The wines are sustainably-farmed, using only natural products (not synthetically-derived) in the vineyards and using lightweight packaging to reduce their carbon footprint for years. As of 2012, the solar panels on the winery's roof have made the company completely energy self-sufficient. Beginning with the 2019 vintage Prosecco DOC and Pinot Grigio DOC wines, the vineyards have been awarded the SQNPI certification; an accolade which further shows their sustainable practices and agricultural environmentalism.
One of the world’s most popular and playful sparkling wines, Prosecco is a specialty of northeastern Italy, spanning nine provinces of the Veneto and Fruili-Venezia Giulia regions. A higher-quality version of Prosecco wine that must meet more stringent production requirements is known as Prosecco Superiore and must come from the more rugged terrain between the towns of Valdobiaddene and Conegliano. Prosecco can be produced as a still wine, a semi-sparkling wine (“frizzante”), or a fully sparkling wine (“spumante”)—the latter being the most common. While Prosecco wine is typically produced in a “brut” (dry) style, its fresh and fruity character makes it seem a bit sweeter than it actually is. “Extra brut” styles, incorporating higher levels of residual sugar, are quite popular, however.
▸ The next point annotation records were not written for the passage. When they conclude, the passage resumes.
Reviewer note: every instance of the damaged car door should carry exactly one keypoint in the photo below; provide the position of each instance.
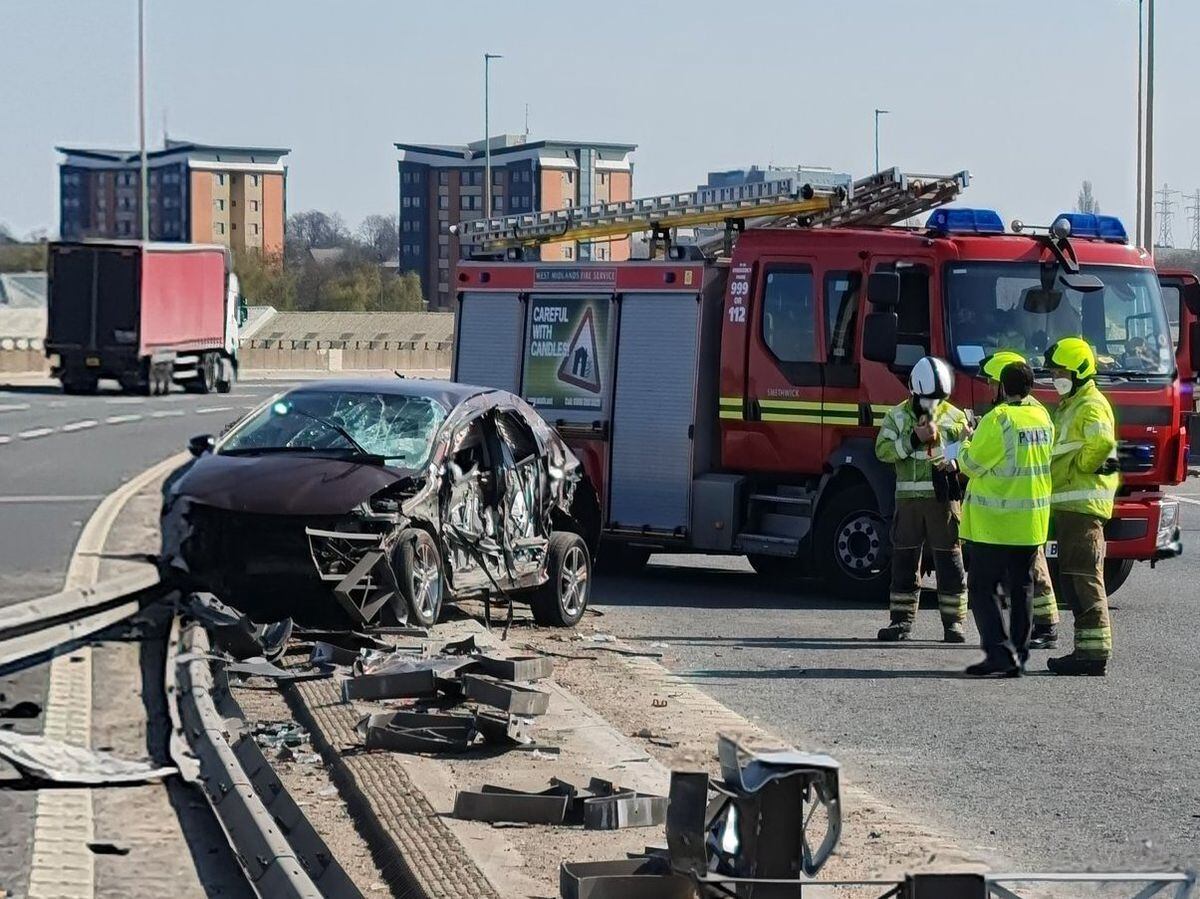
(473, 552)
(523, 498)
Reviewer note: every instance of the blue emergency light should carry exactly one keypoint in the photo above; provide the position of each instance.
(1097, 227)
(966, 221)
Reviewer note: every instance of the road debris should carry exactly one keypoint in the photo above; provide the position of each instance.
(45, 759)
Prosecco wine is made from the Glera grape, which was formerly and confusingly called Prosecco, these wines are notable for pleasant flavors of peach, pear, melon, green apple, and honeysuckle. Lower pressure during the carbonation process (also called the tank method) means that the bubbles are lighter and frothier than in Champagne or other traditional method sparkling wine, and less persistent. Prosecco is also a great choice to blend with orange juice for mimosas for a classic brunch beverage.
A term typically reserved for Champagne and Sparkling Wines, non-vintage or simply “NV” on a label indicates a blend of finished wines from different vintages (years of harvest). To make non-vintage Champagne, typically the current year’s harvest (in other words, the current vintage) forms the base of the blend. Finished wines from previous years, called “vins de reserve” are blended in at approximately 10-50% of the total volume in order to achieve the flavor, complexity, body and acidity for the desired house style. A tiny proportion of Champagnes are made from a single vintage.
There are also some very large production still wines that may not claim one particular vintage. This would be at the discretion of the winemaker’s goals for character of the final wine.